It’s a good thing that NBC’s musical tribute to the restoration of Gotham’s Radio City Hall arrives at a time of the year when nobody has the energy to pay close attention to what’s really playing on TV. This hodgepodge celebration includes comedy bits by Billy Crystal and Jon Stewart (“The Daily Show”), as well as musical numbers by pop acts such as Sting and 98 Degrees and show tune tacklers Liza Minnelli and Ann Miller. It’s all great to have in the background while you’re wrapping presents, but don’t look for a strong unifying theme or a satisfying toast to the art deco palace that was once known as “The Showplace of the Nation.”
Taped Oct. 4 during the venue’s re-opening night gala, the presentation begins with an all-too-brief flashback to 1932, where the Musical Hall presented first-run movies, as well as its trademark live stage shows featuring its 36-member dance corps, the Rockettes.

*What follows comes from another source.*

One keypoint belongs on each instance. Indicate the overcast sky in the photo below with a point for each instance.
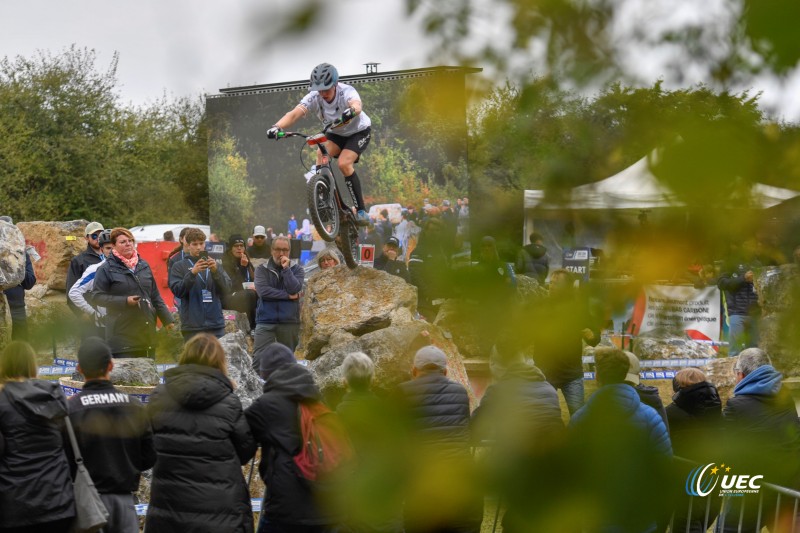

A flashy opening number by today’s leggy Rockettes is followed by actor Christian Slater, who reminisces about his days as a Christmas Spectacular Tiny Tim, back when he was 12.
After Sting delivers a smooth rendition of his current hit “Brand New Day,” it’s up to Billy Crystal to give viewers a tour of the basement of the Music Hall.
Seeming as if he’s rehearsing for his host duties on Oscar night, Crystal is quite fetching in Rockettes-type tights and black heels, and gets to deliver cornball lines such as “Who needs Viagra to go up?” as he’s elevated on to the historic stage.
There are blink-and-you’ll-miss archival footage of highlights from the venue’s past, as well as appearances by Barry Bostwick and Oscar-winning actress and singer Shirley Jones, who jokes about the cruelty of being forever remembered as a TV mom on “The Partridge Family,” after having built a sterling career on the stage and in film.
Tom Brokaw is also on hand to promote the Lustgarten Foundation for Pancreatic Cancer Research, which the gala launches in memory of Marc Lustgarten, chairman of Madison Square Garden who recently lost his 16-month battle with the disease.
Younger auds may rejoice at the sight of sensitive boy group 98 Degrees, or Lou Bega singing his overplayed “Mambo No. 5,” but the producers should have included more traditional Radio City Hall veterans such as Minnelli.
The singer’s bring-the-house-down finale of “New York, New York,” accompanied by the Rockettes, serves as a reminder of the more appropriate direction the tribute should have taken, even if it meant dropping the teen demographics and having it tailored as a PBS pledge drive special. Tech credits are definitely high-end.